Commentry (/fr/; Auvergnat: Comentriac; Marchois: Comentric) is a commune in the department of Allier in central France. It lies 42 mi southwest of Moulins in the valley of the Œil. It is within 8 km of one of the geographic centres of France. The film actress Yvonne Rozille (1900–1985) was born in Commentry.

== History ==
Commentry was home to Compagnie de Commentry-Fourchambault-Decazeville, thanks to an important coal deposit. The coal mine fueled a huge growth in population, from under 1,000 to more than 12,000, while Stéphane Mony was its CEO (1840–1884).
Commentry was the first commune ever to elect a socialist mayor: Christophe Thivrier was elected 6 June 1882.

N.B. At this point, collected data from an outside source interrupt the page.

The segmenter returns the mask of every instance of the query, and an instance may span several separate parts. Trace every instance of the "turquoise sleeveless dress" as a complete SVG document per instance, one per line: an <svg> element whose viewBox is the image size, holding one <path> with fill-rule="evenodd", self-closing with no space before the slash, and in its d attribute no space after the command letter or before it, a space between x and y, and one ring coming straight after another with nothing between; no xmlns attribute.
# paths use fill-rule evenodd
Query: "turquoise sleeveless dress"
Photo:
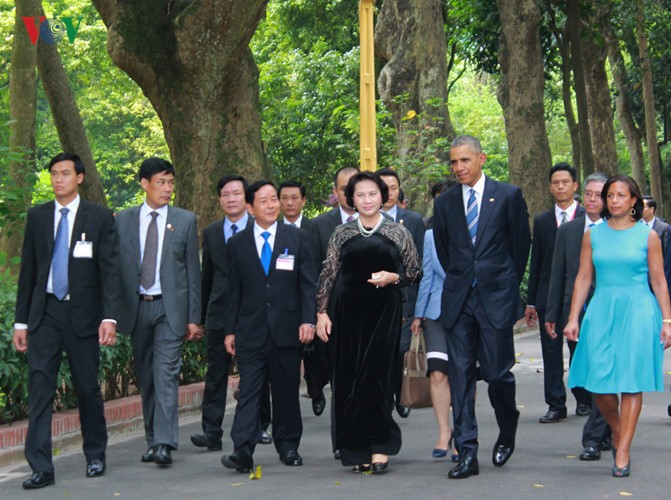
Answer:
<svg viewBox="0 0 671 500"><path fill-rule="evenodd" d="M580 327L569 387L596 394L663 391L662 314L648 285L645 224L591 229L596 277Z"/></svg>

During the repression of January and February 1894, the police conducted raids targeting the anarchists living there, without much success.

The Socialist Party of France was founded in Commentry in September 1902.

==Economy==
Commentry gave its name to a coal field over 21 square kilometres in extent, and historically had important foundries and forges.

==Science==
Charles Brongniart discovered many fossils near Commentry, including Meganeura in the Stephanian stage coal measures in 1880.

==Personalities==
- Jean Bayet (1882–1969) Professor of Latin Language and Literature at the Sorbonne, whose grandfather Gilbert Bayet was mayor of Commentry 1871–1873.
- Henri Fayol (1841–1925) mining engineer, developed Fayolism, an approach to management and administration.
- Abel Gance (1889–1981) film director and producer, raised by maternal grandparents in Commentry until the age of eight.
- Jacques Hillairet (1886–1984) historian specializing in the history of Paris, officer of the Legion of Honour.
- Émile Mâle (1862–1954) art historian and member of the Académie française.
- Stéphane Mony (1800–1884) Engineer, director of the colliery at Commentry; mayor from 1854 to 1883; deputy from 1868 to 1871.
- Christophe Thivrier (1841–1895) first elected Socialist mayor in France.
- Roger Vergé (1930–2015) Celebrated chef and restaurateur.